Cooper: Remembering Rev. Linda Bird Wright

It was her prayers that got me.

Several years ago, when the Rev. Linda Bird Wright served a short stint as associate pastor at First-Centenary United Methodist Church, she would occasionally give the pastoral prayer during Sunday morning worship.

Oh, her prayers always contained the mandatory pleas for healing for the sick, for peace in the world, for salvation for the lost. But she also uttered some of the most beautiful, heartfelt sentences I've heard from any pastor.

"Lord," Linda might say, "thank you for the way the sunshine pushes through the winter clouds to warm a back porch on a weekday afternoon. Thank you for the straight and tall pine tree that provides shade over the beautiful dogwood as it flowers. Thank you for the laughter of children who laugh and giggle when a bunny hops through their midst."

It was as if she and God were sitting in facing rocking chairs and having a conversation. And that's probably how she viewed it. The love flowing through her words was palpable.

The last time I saw Linda, in December as she stood and helped distribute the Holy Communion elements at a Christmas Eve service, she was full of joy.

After the service, seated in a wheelchair to save the strength that lung cancer had so greedily taken from her, praise was in her mouth.

The first thing Linda said in our presence was how appreciative she was to be a part of the service and to be able to get there.

She lost her battle to cancer last week but, in doing so, found ultimate healing.

"Just like her," a mutual friend, the Rev. Catherine Nance wrote on Facebook, "to die at the beginning of the Triduum [the three days of Christ's death and resurrection]. She always had to make a theological point."

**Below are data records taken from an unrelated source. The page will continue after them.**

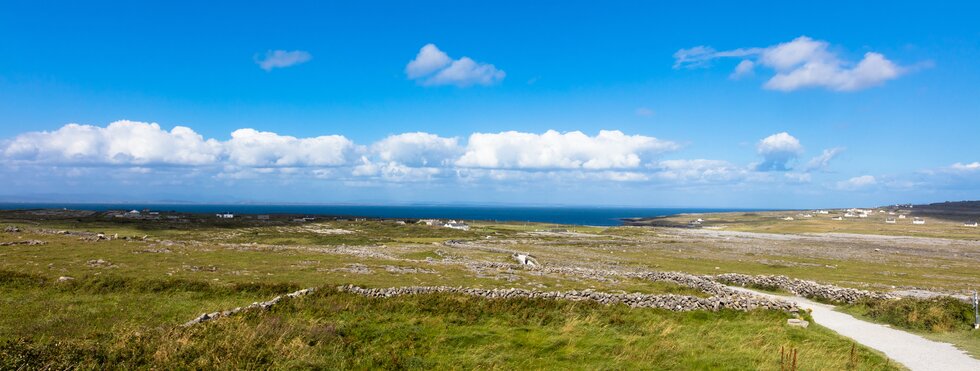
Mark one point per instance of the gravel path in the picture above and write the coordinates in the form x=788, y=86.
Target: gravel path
x=913, y=351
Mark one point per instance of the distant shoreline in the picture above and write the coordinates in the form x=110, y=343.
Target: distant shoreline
x=571, y=215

When I first met Linda, then a fellow church member at First-Centenary, I found her a bit pushy and abrupt. I wrongly stuck that tag to her until I got to know her better through our then-pastor and his wife, the Rev. Ray and Jane Robinson.

It was about that time the wife, mother of four grown children and accountant went to seminary and became a pastor in the Holston Conference of the United Methodist Church.

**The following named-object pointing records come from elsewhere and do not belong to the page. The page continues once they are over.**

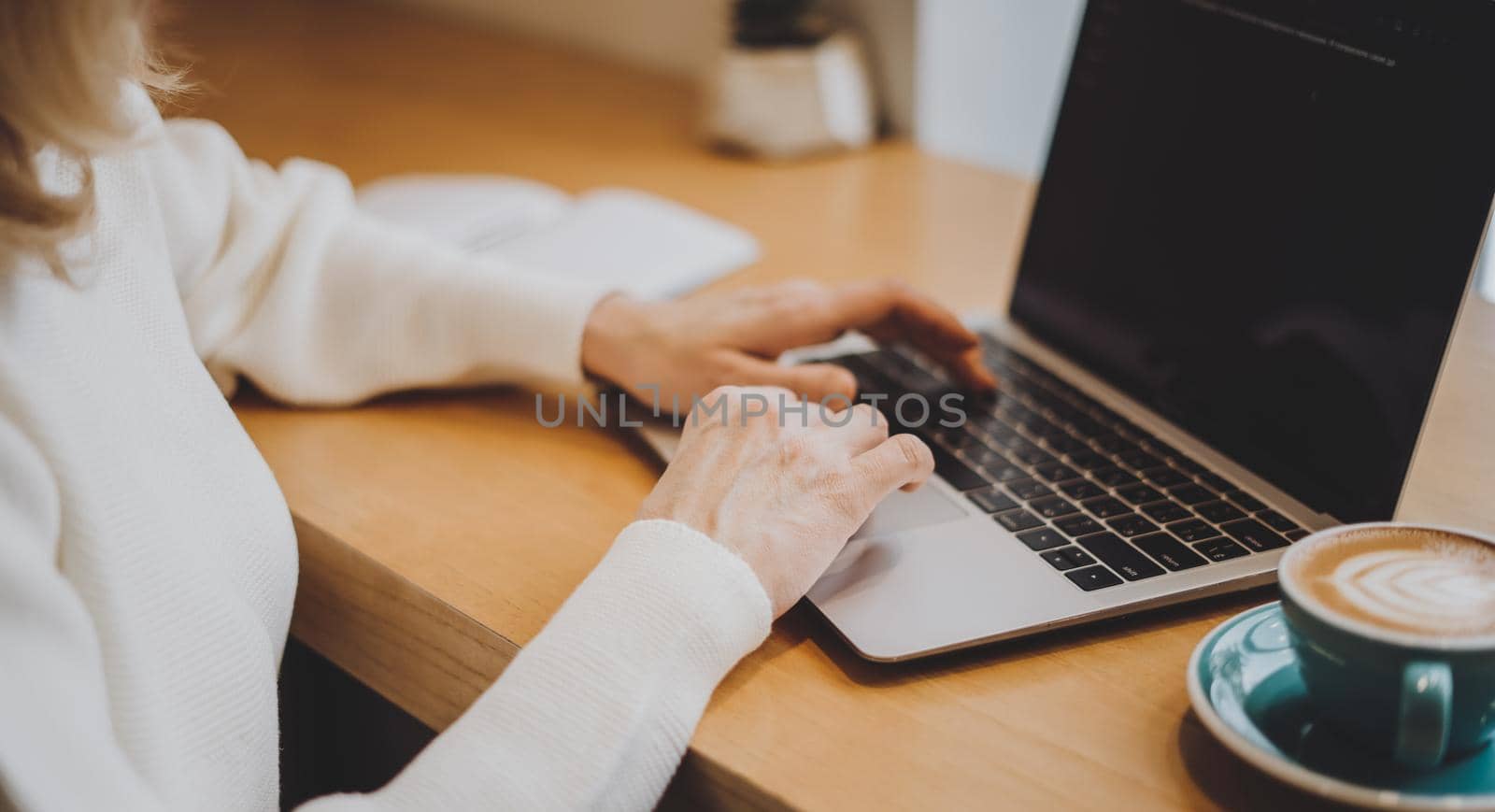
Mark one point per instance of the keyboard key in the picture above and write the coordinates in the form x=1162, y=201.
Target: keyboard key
x=1220, y=549
x=966, y=443
x=1105, y=507
x=1131, y=525
x=1138, y=493
x=1068, y=445
x=1056, y=471
x=1043, y=538
x=1006, y=473
x=1275, y=520
x=1093, y=577
x=956, y=473
x=1218, y=512
x=1029, y=490
x=1140, y=460
x=1192, y=493
x=1001, y=434
x=1081, y=490
x=1255, y=534
x=1170, y=552
x=1165, y=512
x=1217, y=482
x=991, y=500
x=1086, y=426
x=1193, y=530
x=1018, y=520
x=983, y=456
x=1114, y=477
x=1029, y=453
x=1120, y=557
x=1059, y=561
x=1247, y=501
x=1078, y=557
x=1076, y=525
x=1165, y=477
x=1053, y=507
x=1089, y=461
x=1189, y=465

Fortunately for me, our paths crossed several times in the ensuing years as Linda served a number of churches, including Soddy UMC and later Grace UMC. It was at those churches that I saw how she poured out her love to her congregations and tried to serve God to the best of her ability.

It was during her tenure at Soddy, for instance, after she told me about an upcoming Lenten service, that I assigned a photographer to capture a foot-washing she would lead. The photos were made and were appropriately poignant, but something with the film or the space available in the newspaper -- something -- kept them from running.

I felt ashamed to have explain the situation to her, but Linda was warm and embracing when I did.

Later, after her husband died, she donated $92,000 to establish a large private dwelling for lay workers and mission teams in South Sudan. The missionary home was named "Captain's House" in memory of Walt, an international pilot whom she referred to as Captain when their children were growing up.

"I would move over there tomorrow if I could," Linda told The Call, a Holston Conference newspaper, in 2010, the cancer already ravaging her body. "What I saw there was not a desperate situation. What I saw was a glorious opportunity, literally dropped into our laps by God.

"We have the chance to have an effect on the lives of young people -- to transform an entire nation with the love of Jesus."

In spite of the cancer, Linda returned to South Sudan on a short-term mission trip and later took a trip around the world.

Now, her earthly travels are stilled. But the legacy of this good woman goes on, not only in a suffering African nation but in the lives of all those who were touched by her love.